Drei Kommunen fordern Tempo für die Wallauer Spange. Sie sparen um, planen neu – und setzen auf Baustart 2027.
Die Wallauer Spange bleibt ein Versprechen – und sie soll endlich eines werden, das hält. Wiesbaden, Hochheim und Hofheim am Taunus erhöhen den Druck auf die Bundesregierung und die DB InfraGo. Sie fordern, die Bauarbeiten für das Schienenprojekt zügig zu starten. Gleichzeitig arbeiten sie im Hintergrund weiter, rechnen, verwerfen, planen neu. Ihr Ziel steht: 2030 soll der neue Haltepunkt Wallau/Delkenheim eröffnen.
Ein Projekt mit Signalwirkung
Die Wallauer Spange verbindet künftig die Landeshauptstadt Wiesbaden direkt mit der ICE-Schnellfahrstrecke Köln–Frankfurt und damit mit dem Flughafen Frankfurt. Was nach einer technischen Verbindung klingt, bedeutet für die Region einen strukturellen Sprung. Pendler sparen Zeit, Unternehmen gewinnen Standortvorteile, der Verkehr verlagert sich auf die Schiene.
Hofheims Erster Stadtrat Daniel Philipp fordert, dass der Baustart 2027 erfolgt. Die Finanzierung müsse der Bund bis dahin sichern. Wiesbadens Oberbürgermeister Gert-Uwe Mende spricht von einem „zentralen Baustein für ein leistungsfähiges Schienennetz“. Die Region könne es sich nicht leisten, dass dieses Projekt weiter stocke. Auch Hochheims Bürgermeister Dirk Westedt mahnt Tempo an: Die bessere Anbindung an Flughafen und Frankfurter Innenstadt komme den Bürgern unmittelbar zugute.
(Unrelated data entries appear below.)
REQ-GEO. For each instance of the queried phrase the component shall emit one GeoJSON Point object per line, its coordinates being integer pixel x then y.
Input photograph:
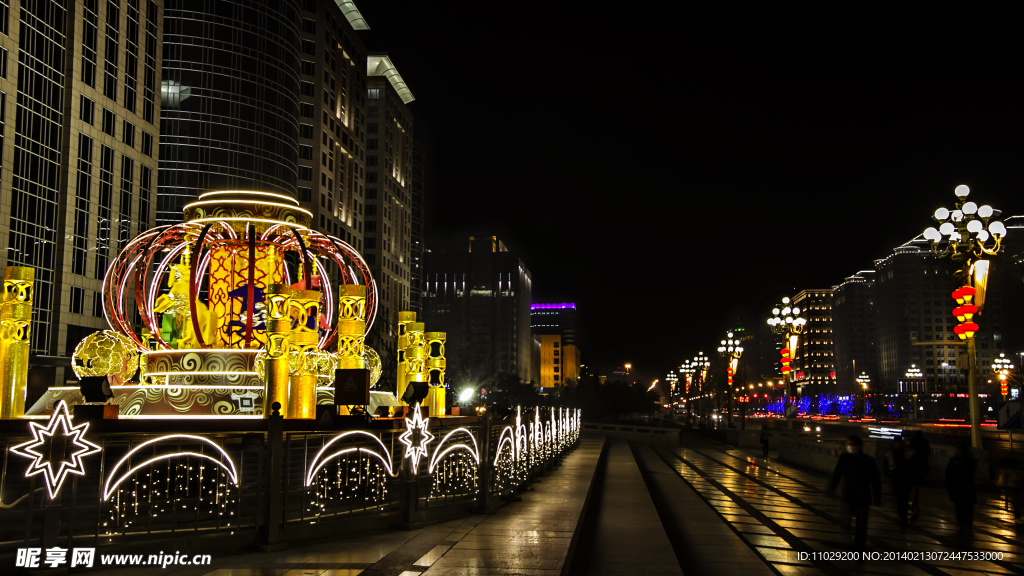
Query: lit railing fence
{"type": "Point", "coordinates": [267, 487]}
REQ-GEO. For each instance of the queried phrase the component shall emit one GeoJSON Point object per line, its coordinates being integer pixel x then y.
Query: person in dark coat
{"type": "Point", "coordinates": [960, 485]}
{"type": "Point", "coordinates": [861, 486]}
{"type": "Point", "coordinates": [899, 468]}
{"type": "Point", "coordinates": [922, 450]}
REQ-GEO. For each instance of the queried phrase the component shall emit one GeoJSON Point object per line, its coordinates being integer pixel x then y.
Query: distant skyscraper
{"type": "Point", "coordinates": [230, 99]}
{"type": "Point", "coordinates": [855, 324]}
{"type": "Point", "coordinates": [481, 298]}
{"type": "Point", "coordinates": [419, 206]}
{"type": "Point", "coordinates": [814, 361]}
{"type": "Point", "coordinates": [388, 227]}
{"type": "Point", "coordinates": [78, 124]}
{"type": "Point", "coordinates": [555, 325]}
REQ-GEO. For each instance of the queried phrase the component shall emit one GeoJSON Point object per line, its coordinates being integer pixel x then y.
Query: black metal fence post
{"type": "Point", "coordinates": [270, 531]}
{"type": "Point", "coordinates": [486, 464]}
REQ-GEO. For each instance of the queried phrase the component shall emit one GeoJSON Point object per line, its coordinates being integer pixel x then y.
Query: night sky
{"type": "Point", "coordinates": [672, 172]}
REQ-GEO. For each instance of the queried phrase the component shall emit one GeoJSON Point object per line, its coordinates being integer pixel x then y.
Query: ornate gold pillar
{"type": "Point", "coordinates": [401, 380]}
{"type": "Point", "coordinates": [351, 325]}
{"type": "Point", "coordinates": [416, 356]}
{"type": "Point", "coordinates": [15, 327]}
{"type": "Point", "coordinates": [304, 309]}
{"type": "Point", "coordinates": [434, 365]}
{"type": "Point", "coordinates": [279, 330]}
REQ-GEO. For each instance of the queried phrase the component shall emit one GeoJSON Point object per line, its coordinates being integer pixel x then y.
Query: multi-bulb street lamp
{"type": "Point", "coordinates": [687, 370]}
{"type": "Point", "coordinates": [1001, 367]}
{"type": "Point", "coordinates": [731, 351]}
{"type": "Point", "coordinates": [912, 378]}
{"type": "Point", "coordinates": [968, 236]}
{"type": "Point", "coordinates": [786, 320]}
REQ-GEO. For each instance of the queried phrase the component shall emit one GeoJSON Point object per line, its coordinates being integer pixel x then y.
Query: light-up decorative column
{"type": "Point", "coordinates": [416, 356]}
{"type": "Point", "coordinates": [731, 351]}
{"type": "Point", "coordinates": [351, 326]}
{"type": "Point", "coordinates": [304, 309]}
{"type": "Point", "coordinates": [15, 321]}
{"type": "Point", "coordinates": [404, 319]}
{"type": "Point", "coordinates": [279, 330]}
{"type": "Point", "coordinates": [435, 365]}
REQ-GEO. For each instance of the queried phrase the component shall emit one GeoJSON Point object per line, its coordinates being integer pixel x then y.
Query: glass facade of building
{"type": "Point", "coordinates": [78, 107]}
{"type": "Point", "coordinates": [229, 96]}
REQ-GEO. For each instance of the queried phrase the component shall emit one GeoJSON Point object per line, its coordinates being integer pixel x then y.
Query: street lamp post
{"type": "Point", "coordinates": [1001, 367]}
{"type": "Point", "coordinates": [786, 320]}
{"type": "Point", "coordinates": [968, 235]}
{"type": "Point", "coordinates": [731, 351]}
{"type": "Point", "coordinates": [699, 366]}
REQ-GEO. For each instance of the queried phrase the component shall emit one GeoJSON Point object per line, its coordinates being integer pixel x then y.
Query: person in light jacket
{"type": "Point", "coordinates": [861, 487]}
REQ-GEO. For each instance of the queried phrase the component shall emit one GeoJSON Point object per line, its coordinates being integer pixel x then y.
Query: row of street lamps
{"type": "Point", "coordinates": [969, 236]}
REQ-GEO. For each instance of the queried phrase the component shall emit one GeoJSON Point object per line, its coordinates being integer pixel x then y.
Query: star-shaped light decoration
{"type": "Point", "coordinates": [57, 449]}
{"type": "Point", "coordinates": [416, 438]}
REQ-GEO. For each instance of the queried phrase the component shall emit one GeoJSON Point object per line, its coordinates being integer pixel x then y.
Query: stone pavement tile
{"type": "Point", "coordinates": [433, 556]}
{"type": "Point", "coordinates": [467, 571]}
{"type": "Point", "coordinates": [794, 570]}
{"type": "Point", "coordinates": [704, 542]}
{"type": "Point", "coordinates": [628, 527]}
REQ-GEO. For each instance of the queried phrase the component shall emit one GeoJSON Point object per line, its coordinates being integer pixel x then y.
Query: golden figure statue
{"type": "Point", "coordinates": [15, 319]}
{"type": "Point", "coordinates": [176, 326]}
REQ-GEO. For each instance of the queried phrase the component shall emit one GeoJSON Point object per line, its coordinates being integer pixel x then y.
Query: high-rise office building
{"type": "Point", "coordinates": [332, 118]}
{"type": "Point", "coordinates": [813, 361]}
{"type": "Point", "coordinates": [855, 323]}
{"type": "Point", "coordinates": [230, 99]}
{"type": "Point", "coordinates": [480, 297]}
{"type": "Point", "coordinates": [79, 108]}
{"type": "Point", "coordinates": [555, 325]}
{"type": "Point", "coordinates": [387, 238]}
{"type": "Point", "coordinates": [418, 209]}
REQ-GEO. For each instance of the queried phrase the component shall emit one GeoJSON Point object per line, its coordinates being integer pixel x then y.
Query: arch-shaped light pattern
{"type": "Point", "coordinates": [228, 467]}
{"type": "Point", "coordinates": [438, 453]}
{"type": "Point", "coordinates": [316, 463]}
{"type": "Point", "coordinates": [502, 440]}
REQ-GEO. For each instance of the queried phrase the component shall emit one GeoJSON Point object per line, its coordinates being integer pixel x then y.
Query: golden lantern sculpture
{"type": "Point", "coordinates": [236, 304]}
{"type": "Point", "coordinates": [15, 321]}
{"type": "Point", "coordinates": [372, 361]}
{"type": "Point", "coordinates": [416, 357]}
{"type": "Point", "coordinates": [969, 235]}
{"type": "Point", "coordinates": [105, 354]}
{"type": "Point", "coordinates": [404, 319]}
{"type": "Point", "coordinates": [279, 298]}
{"type": "Point", "coordinates": [351, 326]}
{"type": "Point", "coordinates": [304, 311]}
{"type": "Point", "coordinates": [434, 366]}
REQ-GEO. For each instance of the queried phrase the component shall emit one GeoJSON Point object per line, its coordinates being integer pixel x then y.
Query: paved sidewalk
{"type": "Point", "coordinates": [530, 538]}
{"type": "Point", "coordinates": [629, 538]}
{"type": "Point", "coordinates": [782, 510]}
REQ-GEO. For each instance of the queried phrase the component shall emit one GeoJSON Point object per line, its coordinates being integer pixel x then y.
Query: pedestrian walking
{"type": "Point", "coordinates": [960, 485]}
{"type": "Point", "coordinates": [899, 468]}
{"type": "Point", "coordinates": [861, 487]}
{"type": "Point", "coordinates": [922, 450]}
Kommunen liefern – und sparen
Während in Berlin über Haushaltslinien diskutiert wird, drehen die Fachämter vor Ort an Stellschrauben. Die Kommunen überarbeiten die Planungen für das Umfeld des Haltepunkts. Sie reagieren auf eine nüchterne Kennzahl: das Nutzen-Kosten-Verhältnis. Damit das Projekt nach dem Gemeindeverkehrsfinanzierungsgesetz förderfähig bleibt, muss es deutlich über 1 liegen.
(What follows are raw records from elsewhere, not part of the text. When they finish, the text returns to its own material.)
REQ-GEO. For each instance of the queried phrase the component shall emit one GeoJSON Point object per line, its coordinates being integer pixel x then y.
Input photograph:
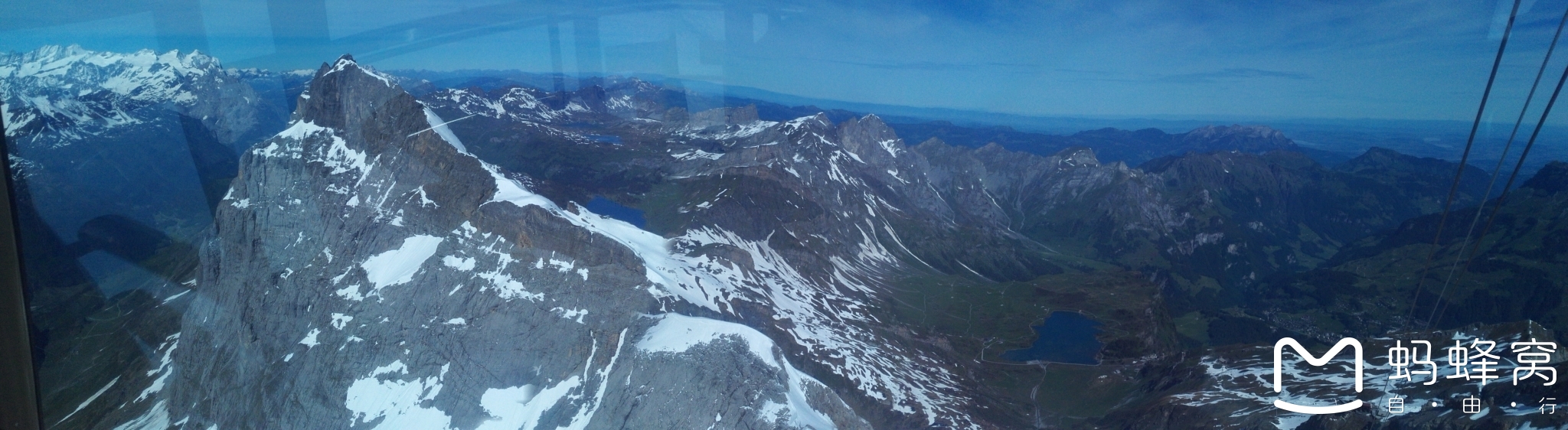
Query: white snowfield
{"type": "Point", "coordinates": [678, 333]}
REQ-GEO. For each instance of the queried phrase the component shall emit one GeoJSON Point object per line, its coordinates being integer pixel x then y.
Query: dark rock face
{"type": "Point", "coordinates": [374, 267]}
{"type": "Point", "coordinates": [364, 270]}
{"type": "Point", "coordinates": [1551, 178]}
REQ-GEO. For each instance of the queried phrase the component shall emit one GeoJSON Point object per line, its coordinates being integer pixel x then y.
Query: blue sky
{"type": "Point", "coordinates": [1399, 60]}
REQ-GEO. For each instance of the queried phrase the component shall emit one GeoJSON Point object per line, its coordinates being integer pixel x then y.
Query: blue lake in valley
{"type": "Point", "coordinates": [606, 138]}
{"type": "Point", "coordinates": [612, 209]}
{"type": "Point", "coordinates": [1063, 338]}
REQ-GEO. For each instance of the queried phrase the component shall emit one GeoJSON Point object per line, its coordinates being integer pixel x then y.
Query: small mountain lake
{"type": "Point", "coordinates": [1063, 338]}
{"type": "Point", "coordinates": [612, 209]}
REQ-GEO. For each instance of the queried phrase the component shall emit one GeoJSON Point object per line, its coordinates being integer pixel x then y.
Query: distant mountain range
{"type": "Point", "coordinates": [439, 252]}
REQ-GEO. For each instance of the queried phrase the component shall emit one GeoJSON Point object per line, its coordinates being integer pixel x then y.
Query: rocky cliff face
{"type": "Point", "coordinates": [433, 262]}
{"type": "Point", "coordinates": [366, 270]}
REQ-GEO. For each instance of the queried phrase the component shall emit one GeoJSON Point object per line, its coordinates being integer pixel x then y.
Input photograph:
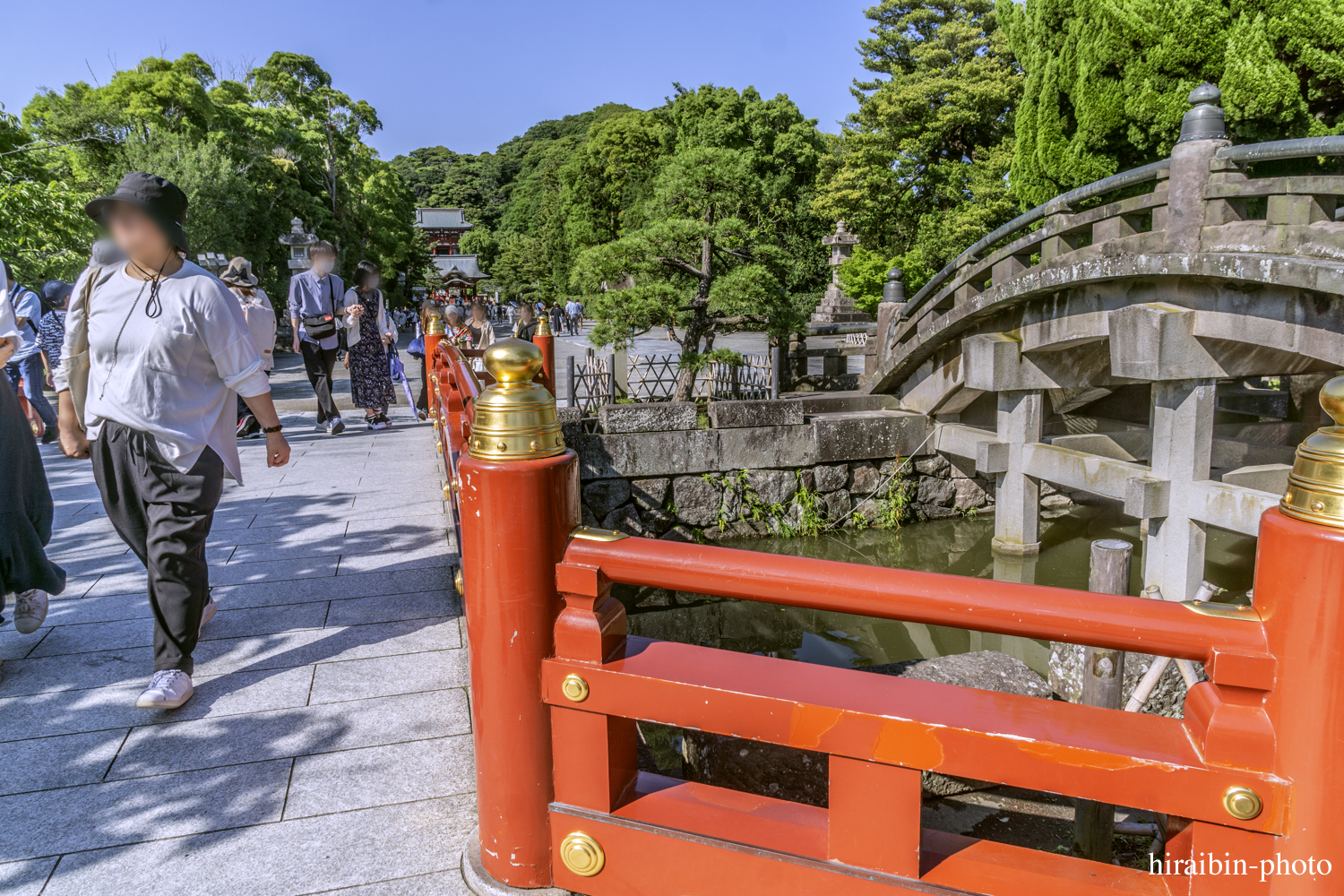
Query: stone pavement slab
{"type": "Point", "coordinates": [328, 745]}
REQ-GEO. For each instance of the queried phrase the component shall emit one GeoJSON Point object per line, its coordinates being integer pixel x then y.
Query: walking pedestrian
{"type": "Point", "coordinates": [526, 327]}
{"type": "Point", "coordinates": [261, 325]}
{"type": "Point", "coordinates": [478, 330]}
{"type": "Point", "coordinates": [24, 366]}
{"type": "Point", "coordinates": [51, 331]}
{"type": "Point", "coordinates": [155, 349]}
{"type": "Point", "coordinates": [572, 316]}
{"type": "Point", "coordinates": [26, 508]}
{"type": "Point", "coordinates": [370, 333]}
{"type": "Point", "coordinates": [314, 312]}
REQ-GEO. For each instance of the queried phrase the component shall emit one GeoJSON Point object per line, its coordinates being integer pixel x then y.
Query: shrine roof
{"type": "Point", "coordinates": [441, 218]}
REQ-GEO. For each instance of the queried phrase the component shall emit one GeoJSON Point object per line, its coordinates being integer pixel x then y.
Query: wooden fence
{"type": "Point", "coordinates": [652, 378]}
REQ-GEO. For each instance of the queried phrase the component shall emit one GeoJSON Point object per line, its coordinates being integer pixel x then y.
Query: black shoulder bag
{"type": "Point", "coordinates": [320, 327]}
Also rechnen die Planer neu. Statt eines Parkhauses entsteht nun zunächst ein ebenerdiger Parkplatz. Die Bushaltestellen rücken an den Fahrbahnrand der Landesstraße 3017 und an die geplante Verbindungsstraße zur L3028. Wendemöglichkeiten für Busse, Pausenplätze, Fahrradabstellanlagen, Sozialräume und Toiletten bleiben vorgesehen. Eine Personenunterführung sowie ein Steg vom Parkhaus zum Gleis fallen hingegen weg.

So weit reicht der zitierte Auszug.